The trends are everywhere. Facebook just bought FriendFeed. Google Voice is currently in beta, and Google is launching Wave later this year. What do all these tools help to do? They consolidate multiple streams of information into one thread. With FriendFeed, you can now see all of your friends’ status updates from Twitter, Facebook, and Flickr on one web page. Google Voice combines all your phone numbers into one, and puts your texts and voicemail in one place. Google Wave renders all online conversation as one organic stream of consciousness. Blogs, IMs, and email all appear in real time in the same conversation. In fact, I’m sure Google would love to have their suite of online tools be the one-stop-shop for all web users everywhere.
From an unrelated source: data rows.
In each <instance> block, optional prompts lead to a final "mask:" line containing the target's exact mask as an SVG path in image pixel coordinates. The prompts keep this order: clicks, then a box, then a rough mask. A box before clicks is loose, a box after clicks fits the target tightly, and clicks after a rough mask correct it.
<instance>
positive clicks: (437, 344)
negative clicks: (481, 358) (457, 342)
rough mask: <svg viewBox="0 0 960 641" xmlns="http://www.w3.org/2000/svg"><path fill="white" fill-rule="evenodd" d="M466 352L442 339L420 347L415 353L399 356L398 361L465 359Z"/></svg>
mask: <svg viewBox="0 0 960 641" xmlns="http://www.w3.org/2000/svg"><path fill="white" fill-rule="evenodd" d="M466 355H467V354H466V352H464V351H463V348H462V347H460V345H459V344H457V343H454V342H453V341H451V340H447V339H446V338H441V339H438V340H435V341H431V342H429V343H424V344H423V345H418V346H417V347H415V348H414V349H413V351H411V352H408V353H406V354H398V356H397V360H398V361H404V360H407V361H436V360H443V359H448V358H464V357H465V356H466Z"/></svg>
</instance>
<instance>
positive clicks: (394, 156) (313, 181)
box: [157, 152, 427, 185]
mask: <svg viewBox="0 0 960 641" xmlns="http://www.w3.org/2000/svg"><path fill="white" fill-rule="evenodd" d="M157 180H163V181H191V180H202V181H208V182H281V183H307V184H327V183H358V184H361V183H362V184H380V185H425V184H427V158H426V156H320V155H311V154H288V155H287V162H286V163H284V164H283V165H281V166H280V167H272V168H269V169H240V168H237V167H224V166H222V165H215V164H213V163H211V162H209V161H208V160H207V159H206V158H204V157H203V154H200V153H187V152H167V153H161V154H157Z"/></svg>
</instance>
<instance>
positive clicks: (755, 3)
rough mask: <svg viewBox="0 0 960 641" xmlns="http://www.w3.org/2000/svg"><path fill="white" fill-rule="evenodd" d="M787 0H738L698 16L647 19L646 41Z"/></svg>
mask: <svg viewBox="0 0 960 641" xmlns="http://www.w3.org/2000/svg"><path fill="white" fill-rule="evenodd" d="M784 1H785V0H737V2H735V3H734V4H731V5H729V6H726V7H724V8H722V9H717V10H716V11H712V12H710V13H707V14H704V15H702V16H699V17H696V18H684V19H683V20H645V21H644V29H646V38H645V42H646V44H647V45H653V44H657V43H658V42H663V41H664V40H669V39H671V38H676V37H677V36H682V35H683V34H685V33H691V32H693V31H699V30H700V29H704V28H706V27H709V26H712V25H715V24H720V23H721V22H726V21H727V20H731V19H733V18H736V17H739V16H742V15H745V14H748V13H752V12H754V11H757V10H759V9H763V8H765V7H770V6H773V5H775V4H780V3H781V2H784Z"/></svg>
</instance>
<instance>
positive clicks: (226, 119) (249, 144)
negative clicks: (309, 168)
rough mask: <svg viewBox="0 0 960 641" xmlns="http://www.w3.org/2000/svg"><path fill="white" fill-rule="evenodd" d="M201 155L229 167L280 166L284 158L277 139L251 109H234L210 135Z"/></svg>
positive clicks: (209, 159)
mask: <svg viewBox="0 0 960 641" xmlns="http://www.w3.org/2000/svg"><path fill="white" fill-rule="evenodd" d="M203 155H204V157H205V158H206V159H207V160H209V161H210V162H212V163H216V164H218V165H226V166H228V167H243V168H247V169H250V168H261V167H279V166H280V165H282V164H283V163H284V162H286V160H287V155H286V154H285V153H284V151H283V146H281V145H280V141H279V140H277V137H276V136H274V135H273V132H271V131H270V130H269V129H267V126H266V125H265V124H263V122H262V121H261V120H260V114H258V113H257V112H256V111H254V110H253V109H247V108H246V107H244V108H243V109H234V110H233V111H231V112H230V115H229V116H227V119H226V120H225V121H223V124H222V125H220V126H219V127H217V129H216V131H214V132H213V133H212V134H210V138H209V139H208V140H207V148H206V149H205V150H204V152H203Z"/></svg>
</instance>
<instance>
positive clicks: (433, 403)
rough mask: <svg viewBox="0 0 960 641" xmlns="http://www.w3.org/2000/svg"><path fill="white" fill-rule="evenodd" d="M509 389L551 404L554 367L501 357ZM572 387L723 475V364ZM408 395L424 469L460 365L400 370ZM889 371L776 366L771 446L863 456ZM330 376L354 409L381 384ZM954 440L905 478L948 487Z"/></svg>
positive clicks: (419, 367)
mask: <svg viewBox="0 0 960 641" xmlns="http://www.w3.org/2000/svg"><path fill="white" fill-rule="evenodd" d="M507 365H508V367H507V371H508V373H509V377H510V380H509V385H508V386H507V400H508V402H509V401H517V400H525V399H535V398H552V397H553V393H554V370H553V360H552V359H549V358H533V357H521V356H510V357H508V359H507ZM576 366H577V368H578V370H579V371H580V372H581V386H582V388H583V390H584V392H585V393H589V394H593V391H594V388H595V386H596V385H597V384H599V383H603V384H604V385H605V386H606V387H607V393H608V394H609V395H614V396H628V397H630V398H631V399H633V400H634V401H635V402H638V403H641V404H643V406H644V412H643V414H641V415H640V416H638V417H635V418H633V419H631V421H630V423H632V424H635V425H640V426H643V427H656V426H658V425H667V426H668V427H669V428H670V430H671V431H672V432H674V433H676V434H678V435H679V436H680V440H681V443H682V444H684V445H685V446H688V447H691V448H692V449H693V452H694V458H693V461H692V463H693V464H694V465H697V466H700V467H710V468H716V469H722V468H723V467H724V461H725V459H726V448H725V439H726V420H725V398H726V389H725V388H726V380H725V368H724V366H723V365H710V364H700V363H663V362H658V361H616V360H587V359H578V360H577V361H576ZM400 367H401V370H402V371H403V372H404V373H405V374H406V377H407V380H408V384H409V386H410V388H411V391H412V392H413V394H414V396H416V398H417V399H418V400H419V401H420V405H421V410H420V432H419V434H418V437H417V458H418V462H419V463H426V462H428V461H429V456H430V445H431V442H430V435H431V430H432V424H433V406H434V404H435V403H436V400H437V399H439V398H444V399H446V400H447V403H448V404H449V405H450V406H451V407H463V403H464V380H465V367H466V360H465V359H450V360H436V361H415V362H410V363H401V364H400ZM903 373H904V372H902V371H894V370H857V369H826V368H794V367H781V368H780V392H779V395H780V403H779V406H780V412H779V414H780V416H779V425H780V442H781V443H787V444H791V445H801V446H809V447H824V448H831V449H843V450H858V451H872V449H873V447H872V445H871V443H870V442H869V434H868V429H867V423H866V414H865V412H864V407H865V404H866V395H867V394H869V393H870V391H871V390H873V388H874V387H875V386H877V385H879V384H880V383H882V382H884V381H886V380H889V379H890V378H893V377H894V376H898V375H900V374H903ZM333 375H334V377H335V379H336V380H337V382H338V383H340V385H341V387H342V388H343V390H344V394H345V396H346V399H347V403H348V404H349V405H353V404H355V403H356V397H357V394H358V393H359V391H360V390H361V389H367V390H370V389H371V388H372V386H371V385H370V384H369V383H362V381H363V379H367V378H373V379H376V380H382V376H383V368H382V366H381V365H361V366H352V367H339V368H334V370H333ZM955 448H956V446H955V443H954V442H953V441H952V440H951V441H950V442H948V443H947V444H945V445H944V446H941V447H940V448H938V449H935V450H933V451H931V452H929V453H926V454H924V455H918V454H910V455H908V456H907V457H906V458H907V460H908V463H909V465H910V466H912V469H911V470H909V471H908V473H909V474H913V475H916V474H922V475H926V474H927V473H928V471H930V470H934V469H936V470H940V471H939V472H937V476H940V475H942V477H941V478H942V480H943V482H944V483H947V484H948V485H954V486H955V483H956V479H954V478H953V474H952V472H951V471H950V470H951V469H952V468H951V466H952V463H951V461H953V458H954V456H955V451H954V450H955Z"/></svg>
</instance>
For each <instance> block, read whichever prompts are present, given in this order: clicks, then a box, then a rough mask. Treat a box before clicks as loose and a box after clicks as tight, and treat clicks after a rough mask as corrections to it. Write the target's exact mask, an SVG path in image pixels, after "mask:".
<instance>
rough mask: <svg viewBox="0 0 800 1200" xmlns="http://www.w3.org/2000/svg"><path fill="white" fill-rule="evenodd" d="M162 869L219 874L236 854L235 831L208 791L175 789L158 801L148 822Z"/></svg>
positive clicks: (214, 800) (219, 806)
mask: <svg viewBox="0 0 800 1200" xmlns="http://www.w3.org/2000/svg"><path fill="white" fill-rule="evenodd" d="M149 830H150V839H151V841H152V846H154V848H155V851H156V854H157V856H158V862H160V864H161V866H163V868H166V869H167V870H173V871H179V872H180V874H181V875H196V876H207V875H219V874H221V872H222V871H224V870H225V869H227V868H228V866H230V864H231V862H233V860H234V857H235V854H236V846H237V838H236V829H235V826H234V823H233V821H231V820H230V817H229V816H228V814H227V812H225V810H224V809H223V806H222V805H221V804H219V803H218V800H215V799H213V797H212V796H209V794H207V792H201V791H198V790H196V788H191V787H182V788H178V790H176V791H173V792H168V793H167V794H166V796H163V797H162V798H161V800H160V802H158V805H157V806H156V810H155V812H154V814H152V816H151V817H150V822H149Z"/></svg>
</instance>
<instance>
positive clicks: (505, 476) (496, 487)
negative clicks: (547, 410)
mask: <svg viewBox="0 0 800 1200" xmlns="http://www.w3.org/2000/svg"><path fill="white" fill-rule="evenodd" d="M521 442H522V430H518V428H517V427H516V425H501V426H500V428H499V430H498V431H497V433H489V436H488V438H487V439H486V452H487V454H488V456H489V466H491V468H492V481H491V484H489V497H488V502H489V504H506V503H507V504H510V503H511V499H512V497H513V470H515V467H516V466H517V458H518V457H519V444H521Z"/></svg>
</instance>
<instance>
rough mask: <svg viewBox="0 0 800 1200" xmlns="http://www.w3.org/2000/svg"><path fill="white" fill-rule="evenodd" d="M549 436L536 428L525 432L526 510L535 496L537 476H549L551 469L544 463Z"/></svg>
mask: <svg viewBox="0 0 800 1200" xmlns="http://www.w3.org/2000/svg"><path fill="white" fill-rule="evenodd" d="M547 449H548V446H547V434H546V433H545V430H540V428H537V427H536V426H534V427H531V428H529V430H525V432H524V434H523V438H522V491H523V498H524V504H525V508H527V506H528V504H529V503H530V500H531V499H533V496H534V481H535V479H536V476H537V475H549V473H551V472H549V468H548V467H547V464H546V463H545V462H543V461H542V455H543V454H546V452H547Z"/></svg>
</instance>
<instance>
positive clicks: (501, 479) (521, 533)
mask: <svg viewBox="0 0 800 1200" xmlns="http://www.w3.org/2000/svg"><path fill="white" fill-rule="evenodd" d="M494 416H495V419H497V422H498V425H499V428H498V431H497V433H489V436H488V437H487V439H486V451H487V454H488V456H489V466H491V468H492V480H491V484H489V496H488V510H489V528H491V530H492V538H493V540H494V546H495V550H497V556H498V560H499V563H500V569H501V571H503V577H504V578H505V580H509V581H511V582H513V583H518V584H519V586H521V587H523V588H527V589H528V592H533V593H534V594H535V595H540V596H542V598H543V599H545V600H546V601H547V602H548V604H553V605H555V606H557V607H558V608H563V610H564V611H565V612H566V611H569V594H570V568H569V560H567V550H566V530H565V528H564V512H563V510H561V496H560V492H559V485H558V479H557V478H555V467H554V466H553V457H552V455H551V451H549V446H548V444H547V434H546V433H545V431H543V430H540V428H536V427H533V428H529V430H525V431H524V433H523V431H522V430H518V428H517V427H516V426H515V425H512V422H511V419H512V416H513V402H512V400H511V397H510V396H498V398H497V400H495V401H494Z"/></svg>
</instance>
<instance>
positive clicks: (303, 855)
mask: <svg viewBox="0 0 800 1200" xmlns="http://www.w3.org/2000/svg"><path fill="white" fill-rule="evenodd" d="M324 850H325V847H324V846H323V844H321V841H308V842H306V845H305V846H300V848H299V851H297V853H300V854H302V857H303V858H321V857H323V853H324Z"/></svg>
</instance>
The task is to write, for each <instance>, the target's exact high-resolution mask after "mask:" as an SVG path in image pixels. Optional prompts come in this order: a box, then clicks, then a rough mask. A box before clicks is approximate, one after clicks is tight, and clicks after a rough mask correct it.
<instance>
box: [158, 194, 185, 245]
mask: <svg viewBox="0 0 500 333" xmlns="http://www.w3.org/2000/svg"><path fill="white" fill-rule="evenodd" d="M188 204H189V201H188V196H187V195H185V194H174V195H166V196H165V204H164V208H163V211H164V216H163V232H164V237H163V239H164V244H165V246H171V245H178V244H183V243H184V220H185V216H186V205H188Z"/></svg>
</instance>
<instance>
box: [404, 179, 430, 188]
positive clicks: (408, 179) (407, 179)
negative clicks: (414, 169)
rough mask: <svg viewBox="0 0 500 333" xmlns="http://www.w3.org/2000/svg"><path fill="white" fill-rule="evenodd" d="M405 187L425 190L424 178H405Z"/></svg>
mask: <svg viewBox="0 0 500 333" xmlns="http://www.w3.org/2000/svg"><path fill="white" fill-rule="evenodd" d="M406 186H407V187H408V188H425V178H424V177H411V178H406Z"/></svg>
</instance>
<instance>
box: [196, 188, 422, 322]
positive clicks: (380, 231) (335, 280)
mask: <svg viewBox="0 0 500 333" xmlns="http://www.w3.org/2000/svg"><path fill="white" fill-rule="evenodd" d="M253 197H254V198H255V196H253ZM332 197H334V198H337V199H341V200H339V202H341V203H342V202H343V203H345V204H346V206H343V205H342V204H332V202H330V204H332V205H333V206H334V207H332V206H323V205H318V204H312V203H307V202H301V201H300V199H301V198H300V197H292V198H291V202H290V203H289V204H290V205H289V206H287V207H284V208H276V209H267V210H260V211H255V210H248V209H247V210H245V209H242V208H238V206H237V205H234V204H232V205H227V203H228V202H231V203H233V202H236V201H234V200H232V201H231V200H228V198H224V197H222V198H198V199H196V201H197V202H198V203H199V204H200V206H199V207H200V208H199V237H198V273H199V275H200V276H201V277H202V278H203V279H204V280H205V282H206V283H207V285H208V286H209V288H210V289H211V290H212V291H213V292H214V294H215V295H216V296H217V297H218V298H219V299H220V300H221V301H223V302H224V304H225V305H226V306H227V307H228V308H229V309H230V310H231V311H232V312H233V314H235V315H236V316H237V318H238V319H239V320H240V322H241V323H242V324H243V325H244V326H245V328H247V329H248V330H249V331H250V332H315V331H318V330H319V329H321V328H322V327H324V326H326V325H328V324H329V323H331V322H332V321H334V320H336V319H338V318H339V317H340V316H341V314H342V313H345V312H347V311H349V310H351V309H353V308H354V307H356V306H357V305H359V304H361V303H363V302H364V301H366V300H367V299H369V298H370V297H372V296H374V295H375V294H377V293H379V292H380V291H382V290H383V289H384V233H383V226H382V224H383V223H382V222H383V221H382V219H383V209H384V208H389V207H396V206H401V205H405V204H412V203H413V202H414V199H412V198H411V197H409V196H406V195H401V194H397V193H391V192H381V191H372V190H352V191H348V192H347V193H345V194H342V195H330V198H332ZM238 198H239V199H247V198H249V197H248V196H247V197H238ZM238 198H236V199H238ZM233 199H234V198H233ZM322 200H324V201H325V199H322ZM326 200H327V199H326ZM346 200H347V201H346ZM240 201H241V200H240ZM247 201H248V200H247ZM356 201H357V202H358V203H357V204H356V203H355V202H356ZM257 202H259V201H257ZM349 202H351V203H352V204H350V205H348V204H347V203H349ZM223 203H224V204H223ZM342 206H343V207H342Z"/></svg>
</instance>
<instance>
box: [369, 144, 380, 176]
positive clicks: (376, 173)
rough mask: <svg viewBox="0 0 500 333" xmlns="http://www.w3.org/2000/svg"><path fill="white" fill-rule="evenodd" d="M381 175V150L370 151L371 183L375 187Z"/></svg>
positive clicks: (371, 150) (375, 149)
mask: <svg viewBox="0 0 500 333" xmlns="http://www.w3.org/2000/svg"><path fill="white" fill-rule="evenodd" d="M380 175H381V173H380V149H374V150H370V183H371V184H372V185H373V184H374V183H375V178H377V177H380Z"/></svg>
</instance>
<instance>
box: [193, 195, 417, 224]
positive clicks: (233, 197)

Until recently, the very successful Web2.0 apps seemed to do just the opposite. They restricted their features to one task and did it exceptionally well. Basecamp tackled project management. Tick focused on timekeeping and budgets. Mint handles personal finance, although you could make the case that it packages all your financial data into one location. Google Maps is strictly a map. Their exposed APIs allowed them all to be extended and have their functionality broadened, but at their core, these are simple single-task tools. Web applications that attempted to do it all collapsed because of their bloated and unfocused nature.
Now that the web-as-application has matured from its infancy, users are looking to spend less time on multiple sites and get more done in one place. I expect this is just the beginning of the consolidation years, and developers looking for the next area of growth should start thinking about how to streamline multiple online tasks/data/communication into simpler, organized, easy-to-use, and consolidated applications.